Kebutuhan akan pelabuhan ekspor impor yang representatif di Aceh sangat mendesak, keberadaan pelabuhan tersebut dapat mendorong pertumbuhan ekonomi provinsi sekaligus mengurangi ketergantungan dari Kota Medan, Provinsi Sumatera Utara. Aceh dalam pengimporan masih bergantung dengan Sumatera Utara, tepatnya Pelabuhan Belawan, pengimporan ini seperti komoditas misalnya kakao, kopi, atsiri, arang tempurung, kopra dan lainnya ditampung oleh pengusaha dari Medan dengan harga murah, karena pengaruh biaya transportasi.

Aceh memiliki banyak komoditas andalan yang selama ini menjadi bahan baku ekspor ke luar negeri. Berdasarkan data yang tercatat di Dinas Perindustrian dan Perdagangan Aceh, sejak Januari hingga Maret 2013 ekspor kopi arabica sebanyak 2,852 ton dan kopi luwak 100 kilogram. Dua komoditas tersebut selama ini diekspor melalui Pelabuhan Belawan. Belum lagi dari sektor industri non migas seperti bijih besi dan ammoniak. Untuk perikanan ada lobster, ikan tuna dan ikan kakap merah yang selama ini juga dieskpor melalui Sumatera Utara.
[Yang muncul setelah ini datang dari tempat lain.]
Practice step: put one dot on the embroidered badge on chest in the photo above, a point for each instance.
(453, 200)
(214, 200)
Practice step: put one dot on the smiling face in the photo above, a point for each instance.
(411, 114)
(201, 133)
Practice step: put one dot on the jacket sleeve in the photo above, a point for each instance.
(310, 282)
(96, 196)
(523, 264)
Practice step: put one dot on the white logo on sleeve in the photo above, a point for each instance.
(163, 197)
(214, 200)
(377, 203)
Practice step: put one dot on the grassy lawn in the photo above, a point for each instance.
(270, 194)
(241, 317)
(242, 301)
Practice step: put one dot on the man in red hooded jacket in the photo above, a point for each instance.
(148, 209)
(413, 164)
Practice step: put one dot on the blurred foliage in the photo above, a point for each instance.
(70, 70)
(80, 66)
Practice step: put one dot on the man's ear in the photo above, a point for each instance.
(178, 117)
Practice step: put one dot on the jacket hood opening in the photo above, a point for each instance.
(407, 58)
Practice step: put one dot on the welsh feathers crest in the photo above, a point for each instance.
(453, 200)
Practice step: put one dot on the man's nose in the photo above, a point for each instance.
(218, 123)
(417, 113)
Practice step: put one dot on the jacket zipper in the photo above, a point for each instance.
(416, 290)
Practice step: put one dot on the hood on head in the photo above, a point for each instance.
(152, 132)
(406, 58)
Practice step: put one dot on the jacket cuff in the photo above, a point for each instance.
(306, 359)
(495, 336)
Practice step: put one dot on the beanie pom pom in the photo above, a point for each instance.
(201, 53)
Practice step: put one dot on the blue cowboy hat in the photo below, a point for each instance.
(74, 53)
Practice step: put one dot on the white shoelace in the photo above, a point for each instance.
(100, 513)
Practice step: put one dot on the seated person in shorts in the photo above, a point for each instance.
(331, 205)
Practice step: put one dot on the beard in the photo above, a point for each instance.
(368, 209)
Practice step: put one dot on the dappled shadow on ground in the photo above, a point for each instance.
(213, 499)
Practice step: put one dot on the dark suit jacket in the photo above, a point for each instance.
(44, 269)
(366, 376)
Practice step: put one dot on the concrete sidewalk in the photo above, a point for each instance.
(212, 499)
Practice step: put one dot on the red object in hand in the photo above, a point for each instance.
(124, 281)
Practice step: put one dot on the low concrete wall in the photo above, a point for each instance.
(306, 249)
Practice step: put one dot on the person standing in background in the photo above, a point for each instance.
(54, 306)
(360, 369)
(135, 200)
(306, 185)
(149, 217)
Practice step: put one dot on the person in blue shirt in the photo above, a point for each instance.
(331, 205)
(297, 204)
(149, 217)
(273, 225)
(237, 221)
Selama ini dengan komoditas dari Aceh dieskpor melalui Sumatera Utara, Aceh kehilangan Pendapat Asli Daerah (PAD) sekitar Rp 250 juta per bulan atau Rp 3 miliar pertahun. Menurut saya, keuntungan yang seharusnya dapat digunakan oleh Aceh sendiri malah dipergunakan untuk provinsi lain karena kita masih bergantung pada provinsi lain.
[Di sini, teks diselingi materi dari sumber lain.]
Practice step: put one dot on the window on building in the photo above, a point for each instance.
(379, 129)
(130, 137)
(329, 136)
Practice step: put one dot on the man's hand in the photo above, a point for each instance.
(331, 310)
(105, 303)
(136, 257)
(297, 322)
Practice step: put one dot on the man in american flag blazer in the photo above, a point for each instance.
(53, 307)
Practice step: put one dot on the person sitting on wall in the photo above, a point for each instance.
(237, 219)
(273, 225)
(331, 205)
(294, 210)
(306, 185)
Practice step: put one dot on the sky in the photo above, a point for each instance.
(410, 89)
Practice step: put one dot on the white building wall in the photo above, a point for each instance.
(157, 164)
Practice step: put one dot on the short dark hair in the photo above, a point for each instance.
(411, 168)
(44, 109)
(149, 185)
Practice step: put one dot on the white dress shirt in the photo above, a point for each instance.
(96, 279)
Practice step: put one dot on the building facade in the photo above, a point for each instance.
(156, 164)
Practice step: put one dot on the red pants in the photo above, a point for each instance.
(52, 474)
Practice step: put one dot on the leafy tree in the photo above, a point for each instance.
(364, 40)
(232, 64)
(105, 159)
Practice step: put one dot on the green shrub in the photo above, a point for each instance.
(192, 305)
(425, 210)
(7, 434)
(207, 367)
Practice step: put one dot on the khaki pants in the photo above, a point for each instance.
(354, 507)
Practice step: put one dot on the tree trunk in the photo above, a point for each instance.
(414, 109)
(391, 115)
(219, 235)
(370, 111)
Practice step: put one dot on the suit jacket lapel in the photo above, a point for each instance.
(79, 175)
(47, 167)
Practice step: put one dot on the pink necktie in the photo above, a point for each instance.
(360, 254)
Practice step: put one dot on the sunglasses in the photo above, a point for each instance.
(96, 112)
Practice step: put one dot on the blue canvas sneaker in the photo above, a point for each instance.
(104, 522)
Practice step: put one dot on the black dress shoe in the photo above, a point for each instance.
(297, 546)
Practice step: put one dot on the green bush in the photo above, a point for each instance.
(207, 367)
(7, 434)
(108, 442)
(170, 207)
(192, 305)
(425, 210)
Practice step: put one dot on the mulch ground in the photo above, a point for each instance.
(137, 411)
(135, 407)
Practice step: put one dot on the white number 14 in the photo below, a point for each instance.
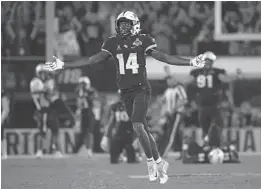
(132, 63)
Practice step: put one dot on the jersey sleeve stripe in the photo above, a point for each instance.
(107, 51)
(150, 47)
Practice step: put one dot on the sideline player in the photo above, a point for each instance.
(5, 110)
(57, 109)
(42, 104)
(209, 83)
(85, 99)
(129, 49)
(122, 137)
(174, 99)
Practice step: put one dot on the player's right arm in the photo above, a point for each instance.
(36, 89)
(6, 108)
(104, 54)
(150, 49)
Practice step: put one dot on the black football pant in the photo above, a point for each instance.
(171, 132)
(210, 119)
(87, 126)
(122, 139)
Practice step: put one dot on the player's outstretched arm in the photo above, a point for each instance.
(176, 60)
(6, 109)
(57, 64)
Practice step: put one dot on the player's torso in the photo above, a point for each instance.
(84, 100)
(208, 86)
(120, 114)
(39, 92)
(130, 61)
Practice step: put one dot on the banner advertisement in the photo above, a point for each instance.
(26, 141)
(245, 140)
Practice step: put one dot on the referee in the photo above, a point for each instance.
(174, 99)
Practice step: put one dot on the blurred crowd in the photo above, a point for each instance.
(242, 17)
(82, 26)
(23, 28)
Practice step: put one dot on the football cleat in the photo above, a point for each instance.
(162, 169)
(152, 170)
(39, 154)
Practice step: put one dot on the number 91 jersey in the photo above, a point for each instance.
(130, 58)
(208, 85)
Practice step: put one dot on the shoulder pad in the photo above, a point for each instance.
(36, 85)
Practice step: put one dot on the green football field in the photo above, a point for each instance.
(77, 172)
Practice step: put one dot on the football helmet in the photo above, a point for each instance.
(85, 80)
(125, 30)
(210, 56)
(41, 71)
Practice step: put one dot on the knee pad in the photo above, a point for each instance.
(137, 126)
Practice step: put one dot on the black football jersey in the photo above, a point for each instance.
(130, 58)
(208, 85)
(85, 97)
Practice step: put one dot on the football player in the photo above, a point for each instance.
(122, 137)
(85, 99)
(5, 110)
(209, 85)
(174, 100)
(57, 109)
(129, 49)
(41, 102)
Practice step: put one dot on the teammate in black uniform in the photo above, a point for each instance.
(38, 93)
(56, 110)
(5, 109)
(129, 49)
(122, 138)
(209, 93)
(85, 97)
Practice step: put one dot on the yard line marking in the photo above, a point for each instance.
(200, 175)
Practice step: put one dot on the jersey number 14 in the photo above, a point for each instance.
(131, 63)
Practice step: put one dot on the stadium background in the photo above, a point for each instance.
(34, 31)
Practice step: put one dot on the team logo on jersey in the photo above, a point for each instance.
(137, 42)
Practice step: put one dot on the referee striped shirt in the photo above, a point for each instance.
(175, 98)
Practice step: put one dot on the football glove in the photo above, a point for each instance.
(56, 64)
(105, 143)
(198, 61)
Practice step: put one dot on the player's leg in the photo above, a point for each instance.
(137, 122)
(215, 131)
(134, 107)
(140, 108)
(41, 119)
(116, 146)
(204, 117)
(54, 124)
(3, 143)
(130, 151)
(170, 133)
(89, 121)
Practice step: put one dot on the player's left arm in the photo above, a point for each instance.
(150, 49)
(6, 108)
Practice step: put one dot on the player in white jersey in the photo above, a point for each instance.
(38, 94)
(174, 98)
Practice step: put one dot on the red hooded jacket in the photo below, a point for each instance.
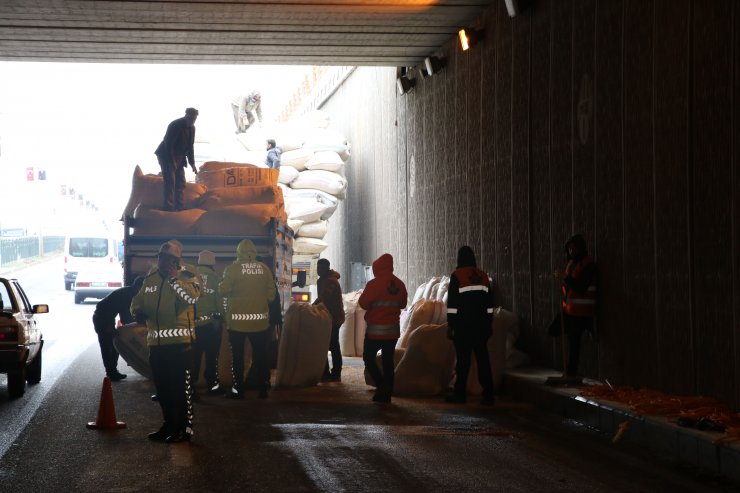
(383, 297)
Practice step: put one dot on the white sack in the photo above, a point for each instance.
(305, 210)
(309, 246)
(326, 160)
(325, 181)
(225, 197)
(239, 176)
(428, 363)
(287, 174)
(303, 345)
(327, 199)
(296, 158)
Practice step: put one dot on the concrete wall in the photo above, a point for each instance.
(619, 120)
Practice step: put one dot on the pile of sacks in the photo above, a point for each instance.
(229, 199)
(302, 347)
(311, 174)
(425, 358)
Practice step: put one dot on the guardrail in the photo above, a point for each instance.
(25, 247)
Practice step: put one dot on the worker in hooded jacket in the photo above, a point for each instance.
(330, 295)
(166, 303)
(469, 317)
(578, 302)
(248, 286)
(383, 299)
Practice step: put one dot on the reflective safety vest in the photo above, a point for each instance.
(579, 303)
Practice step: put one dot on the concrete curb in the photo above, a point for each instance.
(687, 445)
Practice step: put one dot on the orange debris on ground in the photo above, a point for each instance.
(702, 413)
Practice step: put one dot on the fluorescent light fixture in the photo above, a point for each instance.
(464, 42)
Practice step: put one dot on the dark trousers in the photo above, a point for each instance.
(174, 184)
(384, 380)
(336, 353)
(171, 366)
(108, 351)
(260, 363)
(208, 343)
(467, 342)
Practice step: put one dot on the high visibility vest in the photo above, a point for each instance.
(579, 303)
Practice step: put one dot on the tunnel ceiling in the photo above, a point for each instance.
(341, 32)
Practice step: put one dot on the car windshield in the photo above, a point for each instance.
(88, 247)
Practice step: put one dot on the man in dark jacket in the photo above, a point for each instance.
(330, 294)
(273, 155)
(104, 321)
(173, 154)
(469, 317)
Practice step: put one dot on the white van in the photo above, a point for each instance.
(86, 251)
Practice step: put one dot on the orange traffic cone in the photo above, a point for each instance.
(107, 411)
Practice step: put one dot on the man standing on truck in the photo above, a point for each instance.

Di Aceh sendiri kita mempunyai pelabuhan sendiri seperti Malahayati dan Krung Geukueh yang bisa digunakan ekspor impor di Aceh. Jika pelabuhan ini resmi digunakan maka Aceh tidak perlu lagi bergantungan impor dengan provinsi lain sehingga kebutuhan barang di Aceh ini dapat dikontrol dengan mudah serta harga dan biayanya dapat diminimalisir.

Seandainya jika pelabuhan lebih dioptimalkan, maka pengusaha luar langsung masuk ke Aceh dan mampu membeli dengan harga relatif lebih baik, karena ekspor dilakukan dari Aceh, tidak tertutup kemungkinan akan lahirnya pengusaha-pengusaha lokal yang akan membeli hasil pertanian dan perkebunan milik masyarakat.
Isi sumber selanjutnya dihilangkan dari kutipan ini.